To insist God should have prevented evil from the beginning is little more than the arrogant presumption that God must operate according to an atheist’s prescription. It is the god-of-my-making presumption. Errant theologian Bart Ehrman is a master of this presumption. Boiled down, all his bluster about evil in the world is based on his insistence that God should perform according to Bart's prescription. He makes God in his own image and then executes him. Isaiah compared this gross error to the clay thinking it could tell the potter what to do (Isaiah 10:15, 29:6 and 45:9). Erhman tries to ameliorate his error by claiming he is an agnostic. In fact he is an atheist who has yet to recognise the gulf he has put between himself and reality, for God says no man can hide behind double-mindedness. Either you are for him or you are against him. Various scriptural references capture this principle (James 1:8 and 4:8, Matthew 6:24, Luke 11:23, Galatians 1:10, Proverbs 11:24).

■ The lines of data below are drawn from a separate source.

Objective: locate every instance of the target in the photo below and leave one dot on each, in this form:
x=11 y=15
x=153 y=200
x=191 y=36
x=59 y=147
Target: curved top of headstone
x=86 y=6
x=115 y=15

Finally, we need to return to the pre-eminent argument that the presence of evil does not disprove God’s existence. As we said earlier, it raises questions about God’s way’s and purposes, but it does not disprove God. The late Dr Greg Bahnsen accepted this argument but maintained it was insufficient in itself to deal with the problem of evil. We disagree. It may not satisfy the atheist, but it is logically consistent as far as the existence of God is concerned. The plain fact is that the existence of evil does not disprove God. The limiting factor for both atheist and Christian alike is the fact that no one can understand the full breadth and depth of God’s goodness and power in term of how when, where, why and to what he chooses to apply them. There has to be too many factors outside anyone’s understanding to justify drawing conclusions about what God would or should do. The obvious example is the advent of Christ. Why did God wait thousands of years before inaugurating the New Covenant in Christ? Why did he institute a 'shadow’ of it in the Old Covenant system operated through Israel? Clearly, God’s agenda is beyond our full understanding and he has never been under any obligation to make it otherwise. Instead he has given us enough, preserved in the Biblical text, to know the broad parameters of God’s plan for this planet. Thinking it is possible to punch God out of the ring using the presence of evil as the king hit is ridiculous.
In the end it turns out that the problem of evil is an issue that Man cannot resolve until God finishes with this world as it now is. Until then claiming evil proves the non-existence of God is, at best, a poor straw-man argument.
Useful resources
These books, in addition to the Bible (NIV) proved useful in considering the question of evil in the world:
Bahnsen G.L. (1999): Always Ready: Directions for Defending the Faith. American Vision, Atlanta.
Hunt D. (1996): In Defense of the Faith: Biblical Answers to Challenging Questions. Harvest House, Eugene.
Kumar S. and Heininger J. (1987): Christianity for Sceptics. Life Foundation, Auckland.
Lutzer E.W. (2000): Ten Lies About God: And How You Might Already be Deceived. Word Publishing, Nashville.
Strobel L. (2000): The Case for Faith: A Journalist Investigates the Toughest Objections to Christianity. Zondervan, Grand Rapids.